Rédigé par Clara Giudicianni
La transformation de ces axes s'est accélérée dans les années 2000 avec la création de la ligne C du tramway et la démolition de l’autopont (Crédit : Adobe Stock).
Les Grands boulevards de Grenoble racontent l’évolution urbaine de la ville. De simples tracés sur d’anciennes fortifications à axe structurant, leur transformation reflète les choix politiques et les mutations des modes de vie.
On rembobine
- Au début du XXe siècle, l’emplacement des boulevards correspond encore aux fortifications construites entre 1873 et 1879, marquant une frontière physique autour de la ville.
- Dès 1920, la municipalité lance leur déclassement pour créer de larges voies, concrétisé dans les années 1930 avec la démolition progressive des remparts.
- L’architecte Léon Jaussely imagine un boulevard-promenade végétalisé avec hôtels particuliers et jardins, mais ce projet initial ne sera jamais pleinement réalisé.
La suite
- Les règles d’urbanisme évoluent dès 1930, favorisant la construction d’immeubles contigus atteignant 25 mètres de haut, remplaçant l’idée de villas espacées.

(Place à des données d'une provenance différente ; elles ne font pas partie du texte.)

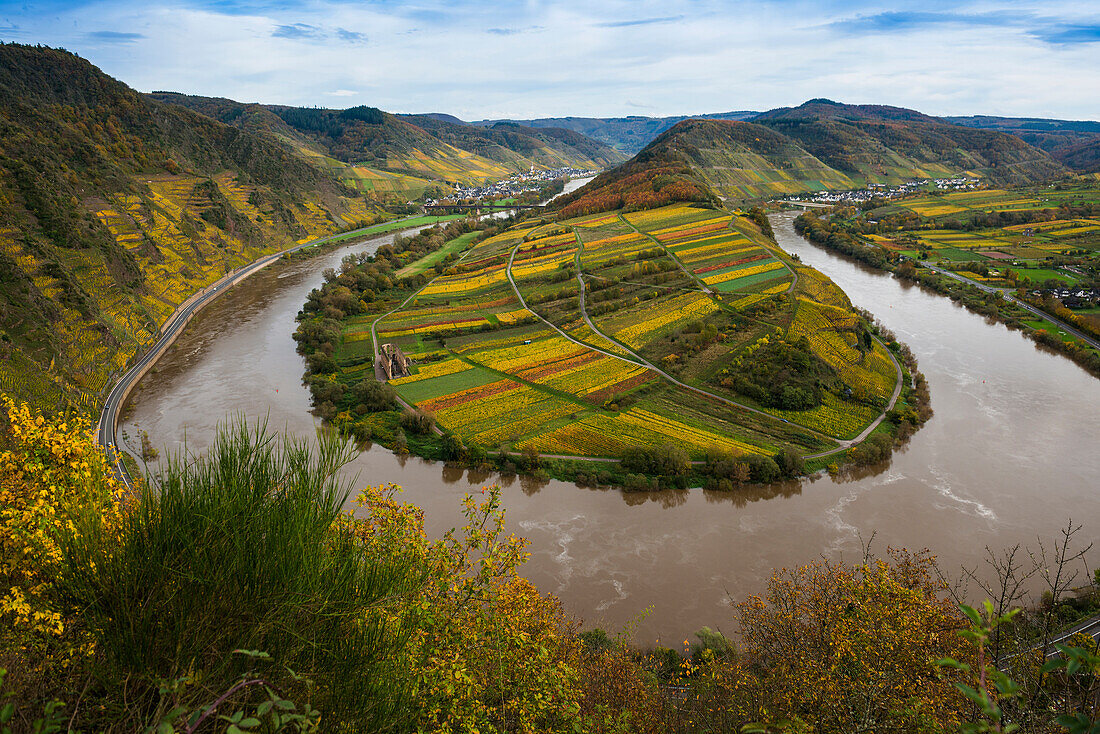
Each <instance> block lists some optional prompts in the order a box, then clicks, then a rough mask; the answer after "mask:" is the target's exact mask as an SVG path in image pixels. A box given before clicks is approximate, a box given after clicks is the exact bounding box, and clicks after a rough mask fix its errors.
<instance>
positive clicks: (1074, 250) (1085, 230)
mask: <svg viewBox="0 0 1100 734" xmlns="http://www.w3.org/2000/svg"><path fill="white" fill-rule="evenodd" d="M1098 213H1100V187H1098V186H1097V185H1095V184H1089V183H1088V182H1086V180H1082V182H1081V183H1077V184H1070V185H1059V186H1057V187H1041V188H1038V187H1021V188H1016V189H999V188H994V189H980V190H976V191H957V193H950V194H945V195H942V196H922V197H913V198H908V199H901V200H898V201H894V202H891V204H889V205H887V206H883V207H880V208H878V209H875V210H873V211H871V212H869V213H868V218H870V219H873V220H883V221H886V222H890V223H891V229H892V230H893V231H891V232H886V231H884V232H882V233H870V234H868V239H870V240H872V241H873V242H875V243H876V244H878V245H879V247H882V248H883V249H886V250H888V251H892V252H898V253H901V254H906V255H910V256H915V255H919V254H922V253H927V255H928V256H930V258H931V259H933V260H941V261H944V262H945V263H952V262H956V263H957V262H977V263H985V264H986V265H991V266H993V267H997V266H998V264H999V263H1000V264H1003V263H1004V262H1005V261H1008V262H1009V263H1012V262H1015V265H1014V267H1015V269H1016V270H1020V267H1021V266H1023V267H1024V271H1021V274H1022V275H1029V273H1026V269H1027V267H1040V269H1042V267H1044V265H1043V262H1045V261H1051V260H1054V259H1056V258H1058V256H1066V255H1090V256H1091V255H1095V253H1096V252H1097V251H1100V216H1098ZM895 221H897V222H899V224H900V227H901V231H898V229H899V227H898V226H895V224H894V222H895ZM930 224H931V226H932V227H930ZM1026 261H1031V262H1026ZM1059 277H1060V280H1063V281H1065V282H1068V283H1073V282H1074V281H1075V278H1073V276H1071V275H1070V276H1067V275H1066V274H1065V273H1063V274H1062V275H1060V276H1059ZM1031 280H1032V281H1037V280H1043V278H1037V277H1032V278H1031Z"/></svg>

- Grâce au béton armé, de nouveaux styles apparaissent : immeubles de 10 à 12 étages, toits-terrasses et formes modernes, majoritairement construits entre 1950 et 1961.
- Après la Seconde Guerre mondiale, l’axe devient une voie majeure de circulation, accueillant jusqu’à 60 000 véhicules par jour au début des années 2000.
Et maintenant ?
- Dans les années 2000, la transformation s’accélère avec la création de la ligne C du tramway et la démolition de l’autopont en 2004, marquant un tournant vers un espace plus apaisé.
- La circulation est réduite, les aménagements paysagers se développent et près de 802 arbres sont plantés, redonnant une place aux mobilités douces.
- Aujourd’hui, les boulevards, reliant le parc Paul-Mistral au Drac (boulevards Maréchal Joffre, Maréchal Foch et Joseph Vallier), accueillent aussi des fresques issues du Street Art Fest Grenoble, visibles notamment sur les pignons d’immeubles comme la résidence Galliéni, participant à l’identité culturelle du secteur.